Strategien gegen Medienaversion

Was tun, war die Frage am Ende des Webinars: Neben Zuhören, was als Akzeptanz der Person und Zuwendung und somit wertschätzend aufgefasst werde, empfahl Lönneker den Medienleuten, mehr Zukunftsperspektiven aufzuzeigen, also „konstruktiven“ Journalismus.

Und er gab die Parole aus „Nahbereiche erobern, Regionalität ist Trumpf“, denn das Misstrauen richte sich eher gegen überregionale Medien.

Lokalmedien hätten durch Social Media und direkten Kontakt eher die Möglichkeit, neue Beziehungen aufzubauen.

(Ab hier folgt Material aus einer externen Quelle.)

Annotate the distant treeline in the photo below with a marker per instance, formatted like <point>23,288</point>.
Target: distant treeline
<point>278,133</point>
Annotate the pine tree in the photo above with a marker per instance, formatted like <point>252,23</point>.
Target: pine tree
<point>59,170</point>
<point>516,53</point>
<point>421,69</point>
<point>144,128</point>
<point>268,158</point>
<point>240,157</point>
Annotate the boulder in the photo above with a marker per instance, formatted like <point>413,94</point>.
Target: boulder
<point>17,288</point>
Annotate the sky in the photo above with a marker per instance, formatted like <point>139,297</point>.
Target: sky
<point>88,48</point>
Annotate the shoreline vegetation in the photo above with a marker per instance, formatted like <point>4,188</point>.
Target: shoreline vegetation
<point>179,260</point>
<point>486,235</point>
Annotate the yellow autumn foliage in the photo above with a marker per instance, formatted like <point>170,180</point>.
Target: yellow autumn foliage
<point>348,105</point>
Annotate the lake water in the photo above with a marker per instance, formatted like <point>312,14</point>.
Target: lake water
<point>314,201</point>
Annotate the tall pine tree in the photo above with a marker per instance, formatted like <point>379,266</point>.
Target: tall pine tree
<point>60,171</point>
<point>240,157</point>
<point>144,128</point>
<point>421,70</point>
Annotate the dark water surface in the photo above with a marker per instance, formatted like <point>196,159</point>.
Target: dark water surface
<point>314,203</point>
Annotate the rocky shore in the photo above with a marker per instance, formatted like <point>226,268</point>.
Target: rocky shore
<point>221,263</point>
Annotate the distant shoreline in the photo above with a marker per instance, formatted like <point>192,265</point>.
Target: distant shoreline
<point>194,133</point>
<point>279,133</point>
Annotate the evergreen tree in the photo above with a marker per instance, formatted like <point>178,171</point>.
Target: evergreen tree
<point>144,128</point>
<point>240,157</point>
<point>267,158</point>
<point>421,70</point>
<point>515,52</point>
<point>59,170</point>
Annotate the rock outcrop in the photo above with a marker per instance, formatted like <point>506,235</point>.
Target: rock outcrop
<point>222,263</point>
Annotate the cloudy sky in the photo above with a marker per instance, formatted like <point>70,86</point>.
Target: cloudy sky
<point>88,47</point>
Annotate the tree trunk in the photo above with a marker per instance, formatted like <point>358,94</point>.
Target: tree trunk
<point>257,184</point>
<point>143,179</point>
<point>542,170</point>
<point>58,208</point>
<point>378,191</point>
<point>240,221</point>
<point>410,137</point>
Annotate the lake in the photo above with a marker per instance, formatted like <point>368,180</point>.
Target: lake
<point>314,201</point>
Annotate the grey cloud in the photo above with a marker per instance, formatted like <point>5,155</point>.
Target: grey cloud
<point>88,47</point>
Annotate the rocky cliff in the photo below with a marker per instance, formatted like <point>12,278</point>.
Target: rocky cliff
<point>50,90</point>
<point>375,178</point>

Dass sich die Wünsche der drei Gruppen der „Medienaversen“ auch untereinander widersprechen, nämlich mehr Konstruktives zu bieten und gleichzeitig mehr vom „Untergang Deutschlands“ zu berichten, ließ sich in der Diskussion nicht auflösen. Auch nicht die Frage, wie Lokalreporter*innen es im Alltagsgeschäft der selten großzügig besetzten Redaktionen schaffen sollen, stundenlang ihren Widersacher*innen und möglichen Wiederleser*innen zuzuhören. Es sei denn, sie hätten mehr Kolleg*innen, um solche Aufgaben in die Redaktionsarbeit aufzunehmen. Das wäre dann die direkte Frage an die Zeitungsverleger*innen, die sich aus der Studie ergibt.